The telecommunication services sector will involve some big names, the classification of around 26 consumer discretionary or information technology stocks will change. It will also include some big names in the telecom space like Verizon Communications and AT&T, tech companies like Facebook and Google’s parent Alphabet and media and entertainment companies like Netflix and Comcast. It is only the second sector addition in the history since 1999 and will have the biggest impact on the sector structure in GICS history.
Reclassification for ETF's:
The exchange-traded funds that track S&P 500 sectors will be much affected and will have to overhaul some major changes to adjust as per the new classification such that it gives a true reflection of the index. Some of the big fund houses have already started making changes much ahead of its implementation.
How will it impact individual investors and institutional investors?
Big institutional investors dealing with S&P 500 sectors also have to undergo a reshuffle in its holdings and weight so as to reflect the true changes of the index. The individual investors also have to reshuffle the composition and weight of stocks in one’s portfolio as per the risk-return appetite of the investors. Conducting due diligence will be important for the investors will be beneficial as it will ensure the approach and investing methodology is well prepared for the coming change.
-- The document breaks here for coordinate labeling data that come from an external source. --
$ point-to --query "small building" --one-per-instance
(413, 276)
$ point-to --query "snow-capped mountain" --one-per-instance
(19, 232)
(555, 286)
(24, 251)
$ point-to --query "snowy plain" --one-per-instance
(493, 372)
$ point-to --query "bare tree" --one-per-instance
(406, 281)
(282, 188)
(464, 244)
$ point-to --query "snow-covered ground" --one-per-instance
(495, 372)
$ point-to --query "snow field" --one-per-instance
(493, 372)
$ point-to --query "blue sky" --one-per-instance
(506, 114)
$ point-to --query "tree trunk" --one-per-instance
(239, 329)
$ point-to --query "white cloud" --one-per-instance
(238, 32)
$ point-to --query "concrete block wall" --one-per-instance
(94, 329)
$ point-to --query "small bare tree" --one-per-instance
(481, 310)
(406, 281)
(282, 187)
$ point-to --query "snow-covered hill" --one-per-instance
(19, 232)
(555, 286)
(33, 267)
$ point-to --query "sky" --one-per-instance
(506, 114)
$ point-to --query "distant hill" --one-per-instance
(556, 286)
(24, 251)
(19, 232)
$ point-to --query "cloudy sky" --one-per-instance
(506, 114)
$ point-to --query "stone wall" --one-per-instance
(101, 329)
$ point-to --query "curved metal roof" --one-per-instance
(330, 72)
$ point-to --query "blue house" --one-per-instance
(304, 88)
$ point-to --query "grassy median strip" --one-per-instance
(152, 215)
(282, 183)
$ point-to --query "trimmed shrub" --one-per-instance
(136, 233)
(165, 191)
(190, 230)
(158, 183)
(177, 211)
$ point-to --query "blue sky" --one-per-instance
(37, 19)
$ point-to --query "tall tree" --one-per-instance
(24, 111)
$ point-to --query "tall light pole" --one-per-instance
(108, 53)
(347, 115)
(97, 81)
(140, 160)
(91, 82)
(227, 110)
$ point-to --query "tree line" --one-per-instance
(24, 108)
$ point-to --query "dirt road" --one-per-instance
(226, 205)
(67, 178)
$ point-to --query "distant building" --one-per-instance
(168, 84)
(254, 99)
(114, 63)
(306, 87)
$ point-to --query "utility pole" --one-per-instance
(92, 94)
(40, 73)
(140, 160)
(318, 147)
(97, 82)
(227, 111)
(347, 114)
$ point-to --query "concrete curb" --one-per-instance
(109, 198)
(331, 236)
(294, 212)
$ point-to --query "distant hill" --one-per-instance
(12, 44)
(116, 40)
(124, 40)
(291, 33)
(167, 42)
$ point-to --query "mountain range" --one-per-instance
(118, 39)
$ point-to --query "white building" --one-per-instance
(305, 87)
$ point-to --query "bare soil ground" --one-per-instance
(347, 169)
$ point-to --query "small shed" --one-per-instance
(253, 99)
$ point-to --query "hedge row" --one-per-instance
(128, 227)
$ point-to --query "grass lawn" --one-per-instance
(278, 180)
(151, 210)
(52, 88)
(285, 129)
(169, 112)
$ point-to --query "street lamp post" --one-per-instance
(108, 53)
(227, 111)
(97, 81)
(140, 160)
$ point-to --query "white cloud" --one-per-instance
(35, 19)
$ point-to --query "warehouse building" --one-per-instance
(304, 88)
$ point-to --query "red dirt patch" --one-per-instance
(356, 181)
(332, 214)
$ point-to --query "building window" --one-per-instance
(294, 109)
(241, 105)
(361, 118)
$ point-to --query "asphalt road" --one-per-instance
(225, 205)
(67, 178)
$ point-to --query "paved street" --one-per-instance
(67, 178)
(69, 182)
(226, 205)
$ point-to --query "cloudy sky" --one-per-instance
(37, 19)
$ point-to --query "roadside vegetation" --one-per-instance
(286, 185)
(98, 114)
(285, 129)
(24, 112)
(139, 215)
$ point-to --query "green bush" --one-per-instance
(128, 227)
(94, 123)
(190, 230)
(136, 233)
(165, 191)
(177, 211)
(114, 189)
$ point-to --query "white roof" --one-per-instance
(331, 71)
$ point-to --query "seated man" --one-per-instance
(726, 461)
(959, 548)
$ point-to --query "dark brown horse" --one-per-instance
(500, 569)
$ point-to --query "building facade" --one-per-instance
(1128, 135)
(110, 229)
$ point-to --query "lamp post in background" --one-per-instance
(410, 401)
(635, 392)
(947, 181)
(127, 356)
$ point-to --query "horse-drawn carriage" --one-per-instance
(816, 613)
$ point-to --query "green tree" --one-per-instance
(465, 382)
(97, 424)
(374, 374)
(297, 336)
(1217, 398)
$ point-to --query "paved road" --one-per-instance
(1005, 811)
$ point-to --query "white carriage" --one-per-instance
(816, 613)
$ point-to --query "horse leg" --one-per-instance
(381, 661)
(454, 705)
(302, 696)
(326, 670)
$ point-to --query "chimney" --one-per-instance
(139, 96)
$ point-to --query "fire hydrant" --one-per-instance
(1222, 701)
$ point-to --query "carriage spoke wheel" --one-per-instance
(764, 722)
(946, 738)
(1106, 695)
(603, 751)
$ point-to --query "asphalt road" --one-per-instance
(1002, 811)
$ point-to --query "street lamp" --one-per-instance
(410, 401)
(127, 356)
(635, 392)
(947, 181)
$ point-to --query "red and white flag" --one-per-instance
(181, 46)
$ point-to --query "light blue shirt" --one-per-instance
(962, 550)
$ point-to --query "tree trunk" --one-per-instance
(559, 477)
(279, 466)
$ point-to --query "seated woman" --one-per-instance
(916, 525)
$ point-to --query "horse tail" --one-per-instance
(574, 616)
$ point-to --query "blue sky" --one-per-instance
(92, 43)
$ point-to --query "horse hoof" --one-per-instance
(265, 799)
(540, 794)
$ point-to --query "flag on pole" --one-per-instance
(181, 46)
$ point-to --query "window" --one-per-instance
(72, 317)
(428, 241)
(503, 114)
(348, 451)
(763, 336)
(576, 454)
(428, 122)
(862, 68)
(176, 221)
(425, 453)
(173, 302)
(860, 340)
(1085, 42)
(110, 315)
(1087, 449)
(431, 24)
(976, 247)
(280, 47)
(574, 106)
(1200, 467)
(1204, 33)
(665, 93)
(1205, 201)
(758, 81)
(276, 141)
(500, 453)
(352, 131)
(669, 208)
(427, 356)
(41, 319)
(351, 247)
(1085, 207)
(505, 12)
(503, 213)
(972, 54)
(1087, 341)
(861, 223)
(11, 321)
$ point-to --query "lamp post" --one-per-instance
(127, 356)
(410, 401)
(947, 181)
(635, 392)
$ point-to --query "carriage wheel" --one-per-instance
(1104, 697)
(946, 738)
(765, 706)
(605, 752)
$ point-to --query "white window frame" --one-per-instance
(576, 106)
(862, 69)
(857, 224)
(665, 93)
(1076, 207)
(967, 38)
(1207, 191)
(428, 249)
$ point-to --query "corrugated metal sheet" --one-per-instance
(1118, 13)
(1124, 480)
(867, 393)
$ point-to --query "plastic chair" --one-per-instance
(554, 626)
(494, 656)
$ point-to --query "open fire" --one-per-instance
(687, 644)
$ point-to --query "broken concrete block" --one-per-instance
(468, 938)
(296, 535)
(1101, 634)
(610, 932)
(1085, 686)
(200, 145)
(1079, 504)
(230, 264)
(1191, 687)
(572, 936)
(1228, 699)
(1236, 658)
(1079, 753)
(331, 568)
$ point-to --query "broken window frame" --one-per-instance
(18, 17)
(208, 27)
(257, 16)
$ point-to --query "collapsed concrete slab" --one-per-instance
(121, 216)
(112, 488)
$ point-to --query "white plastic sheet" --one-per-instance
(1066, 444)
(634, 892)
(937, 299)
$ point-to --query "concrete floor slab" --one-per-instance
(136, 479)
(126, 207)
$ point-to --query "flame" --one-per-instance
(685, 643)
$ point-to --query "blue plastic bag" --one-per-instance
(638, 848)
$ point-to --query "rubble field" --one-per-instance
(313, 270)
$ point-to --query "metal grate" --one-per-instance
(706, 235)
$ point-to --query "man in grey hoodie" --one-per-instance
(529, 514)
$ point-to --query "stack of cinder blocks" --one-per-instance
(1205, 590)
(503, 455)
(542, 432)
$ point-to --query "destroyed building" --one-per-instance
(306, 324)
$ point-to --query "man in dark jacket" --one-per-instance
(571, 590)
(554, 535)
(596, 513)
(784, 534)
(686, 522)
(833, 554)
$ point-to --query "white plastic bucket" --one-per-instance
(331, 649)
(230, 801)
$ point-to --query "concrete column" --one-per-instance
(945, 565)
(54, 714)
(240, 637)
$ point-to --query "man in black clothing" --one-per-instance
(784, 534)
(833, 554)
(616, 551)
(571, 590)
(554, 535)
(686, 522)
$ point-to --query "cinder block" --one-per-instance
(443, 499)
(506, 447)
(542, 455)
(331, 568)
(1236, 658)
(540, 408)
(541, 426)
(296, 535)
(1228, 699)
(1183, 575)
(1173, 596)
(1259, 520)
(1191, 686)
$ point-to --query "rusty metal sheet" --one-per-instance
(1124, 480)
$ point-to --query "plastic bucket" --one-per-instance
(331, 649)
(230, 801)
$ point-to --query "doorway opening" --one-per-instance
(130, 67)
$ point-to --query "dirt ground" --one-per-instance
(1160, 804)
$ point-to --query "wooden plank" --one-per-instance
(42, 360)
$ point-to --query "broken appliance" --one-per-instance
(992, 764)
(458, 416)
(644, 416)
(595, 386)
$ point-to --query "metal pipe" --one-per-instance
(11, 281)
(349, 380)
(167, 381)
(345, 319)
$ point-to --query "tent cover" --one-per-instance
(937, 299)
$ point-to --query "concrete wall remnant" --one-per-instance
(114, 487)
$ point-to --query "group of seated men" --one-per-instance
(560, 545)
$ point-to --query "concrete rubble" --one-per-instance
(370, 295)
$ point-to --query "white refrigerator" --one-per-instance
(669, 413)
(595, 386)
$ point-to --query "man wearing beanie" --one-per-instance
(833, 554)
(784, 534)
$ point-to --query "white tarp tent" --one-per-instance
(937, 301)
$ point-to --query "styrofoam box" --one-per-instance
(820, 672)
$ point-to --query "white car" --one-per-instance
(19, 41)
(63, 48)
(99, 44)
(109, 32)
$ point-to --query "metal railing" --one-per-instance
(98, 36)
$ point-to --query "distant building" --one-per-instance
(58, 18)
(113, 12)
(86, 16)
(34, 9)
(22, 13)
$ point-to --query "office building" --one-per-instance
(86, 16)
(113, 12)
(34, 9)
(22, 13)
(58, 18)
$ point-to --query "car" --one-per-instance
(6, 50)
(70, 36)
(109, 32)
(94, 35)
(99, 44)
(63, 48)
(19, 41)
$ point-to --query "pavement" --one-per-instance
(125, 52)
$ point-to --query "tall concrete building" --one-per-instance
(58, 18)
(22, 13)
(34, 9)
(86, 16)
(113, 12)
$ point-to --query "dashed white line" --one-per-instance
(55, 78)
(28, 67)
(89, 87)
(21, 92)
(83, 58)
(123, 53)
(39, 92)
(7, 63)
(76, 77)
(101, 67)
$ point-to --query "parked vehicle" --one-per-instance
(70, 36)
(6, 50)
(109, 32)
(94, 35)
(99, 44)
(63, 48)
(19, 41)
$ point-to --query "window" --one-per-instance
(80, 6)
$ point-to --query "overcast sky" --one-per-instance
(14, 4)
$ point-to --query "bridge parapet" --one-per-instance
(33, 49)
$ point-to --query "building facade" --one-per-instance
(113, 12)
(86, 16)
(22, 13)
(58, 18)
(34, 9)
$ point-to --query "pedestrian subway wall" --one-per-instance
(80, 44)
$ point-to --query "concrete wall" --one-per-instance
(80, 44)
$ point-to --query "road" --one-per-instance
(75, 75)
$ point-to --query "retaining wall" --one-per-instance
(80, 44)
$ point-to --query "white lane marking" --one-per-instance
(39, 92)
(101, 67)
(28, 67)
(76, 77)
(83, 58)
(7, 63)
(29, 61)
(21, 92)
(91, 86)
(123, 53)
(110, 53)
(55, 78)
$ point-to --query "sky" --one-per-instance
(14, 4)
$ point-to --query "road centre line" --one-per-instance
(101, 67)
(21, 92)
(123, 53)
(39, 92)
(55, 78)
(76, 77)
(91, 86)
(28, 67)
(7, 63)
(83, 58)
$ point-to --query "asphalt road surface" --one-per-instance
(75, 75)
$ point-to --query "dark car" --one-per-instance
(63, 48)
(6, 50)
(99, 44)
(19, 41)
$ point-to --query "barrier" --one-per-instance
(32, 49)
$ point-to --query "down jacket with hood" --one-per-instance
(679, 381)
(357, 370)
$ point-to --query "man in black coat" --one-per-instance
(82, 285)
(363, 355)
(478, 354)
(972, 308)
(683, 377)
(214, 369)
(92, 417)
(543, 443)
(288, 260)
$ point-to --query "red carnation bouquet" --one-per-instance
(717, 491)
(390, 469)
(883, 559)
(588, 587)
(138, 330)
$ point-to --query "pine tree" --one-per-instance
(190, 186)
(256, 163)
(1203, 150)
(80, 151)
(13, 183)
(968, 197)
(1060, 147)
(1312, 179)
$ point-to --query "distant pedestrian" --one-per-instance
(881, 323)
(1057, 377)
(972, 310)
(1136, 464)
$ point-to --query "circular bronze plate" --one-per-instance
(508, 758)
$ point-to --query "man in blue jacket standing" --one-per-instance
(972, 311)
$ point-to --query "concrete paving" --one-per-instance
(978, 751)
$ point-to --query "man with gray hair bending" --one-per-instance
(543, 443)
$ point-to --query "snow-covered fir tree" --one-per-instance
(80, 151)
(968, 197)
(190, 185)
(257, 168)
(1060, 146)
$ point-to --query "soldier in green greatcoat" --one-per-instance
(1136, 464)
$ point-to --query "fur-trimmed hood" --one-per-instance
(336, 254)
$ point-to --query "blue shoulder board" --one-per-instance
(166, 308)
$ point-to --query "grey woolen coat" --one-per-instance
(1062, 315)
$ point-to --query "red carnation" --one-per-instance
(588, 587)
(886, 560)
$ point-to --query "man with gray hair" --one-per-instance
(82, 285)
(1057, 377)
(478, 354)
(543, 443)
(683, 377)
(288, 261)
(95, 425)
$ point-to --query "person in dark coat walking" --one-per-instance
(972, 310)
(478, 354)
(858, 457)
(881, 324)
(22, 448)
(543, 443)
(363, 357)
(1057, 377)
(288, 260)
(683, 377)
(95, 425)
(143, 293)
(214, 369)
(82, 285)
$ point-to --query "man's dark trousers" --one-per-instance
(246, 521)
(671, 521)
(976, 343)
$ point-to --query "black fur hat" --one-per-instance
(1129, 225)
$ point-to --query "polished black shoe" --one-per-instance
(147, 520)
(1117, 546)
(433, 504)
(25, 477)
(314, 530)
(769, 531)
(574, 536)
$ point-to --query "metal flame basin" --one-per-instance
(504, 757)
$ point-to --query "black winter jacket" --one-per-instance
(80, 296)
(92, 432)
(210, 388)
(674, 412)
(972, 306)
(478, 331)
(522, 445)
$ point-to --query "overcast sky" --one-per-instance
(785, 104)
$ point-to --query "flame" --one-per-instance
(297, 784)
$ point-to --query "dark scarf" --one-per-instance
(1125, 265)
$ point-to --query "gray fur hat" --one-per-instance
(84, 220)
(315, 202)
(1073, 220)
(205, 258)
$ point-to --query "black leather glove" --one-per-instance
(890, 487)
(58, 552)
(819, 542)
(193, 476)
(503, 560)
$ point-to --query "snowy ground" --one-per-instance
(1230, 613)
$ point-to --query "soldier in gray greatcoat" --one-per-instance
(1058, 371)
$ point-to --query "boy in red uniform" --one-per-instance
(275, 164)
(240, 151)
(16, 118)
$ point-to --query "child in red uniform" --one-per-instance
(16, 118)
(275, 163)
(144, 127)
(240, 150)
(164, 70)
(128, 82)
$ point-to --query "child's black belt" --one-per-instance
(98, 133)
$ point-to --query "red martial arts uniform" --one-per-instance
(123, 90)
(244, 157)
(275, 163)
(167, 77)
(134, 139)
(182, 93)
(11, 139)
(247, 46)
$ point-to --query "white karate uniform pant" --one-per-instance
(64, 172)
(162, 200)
More leg space for growth-oriented stocks:
The making of the communication services sector will ensure to add more growth-oriented stocks in its kitty for the investors focusing on sector-specific stocks. With the inclusion of Consumer Discretionary and Information Technology stocks under its umbrella it will provide the much-needed growth in this space. As per current market, condition positioning oneself in the growth-oriented sectors of the economy will help to bolster one’s portfolio in the never-ending bull market.
No Pain No Gain:
The telecommunication services sector was brought up to address some of the major pain points for the investors and more so for the sector-specific investors. The current telecom sectors had been under the lens for quite some time now concerning using it as a bond proxy, too much of dividend-paying stocks to name a few. Rest assured but the new communication services sector will be more sensitive and focused on the broader equity markets rather than the US 10 year Treasury Yield like the current telecom sector. It will also tend to be more cyclical than the current telecom sector that is in place.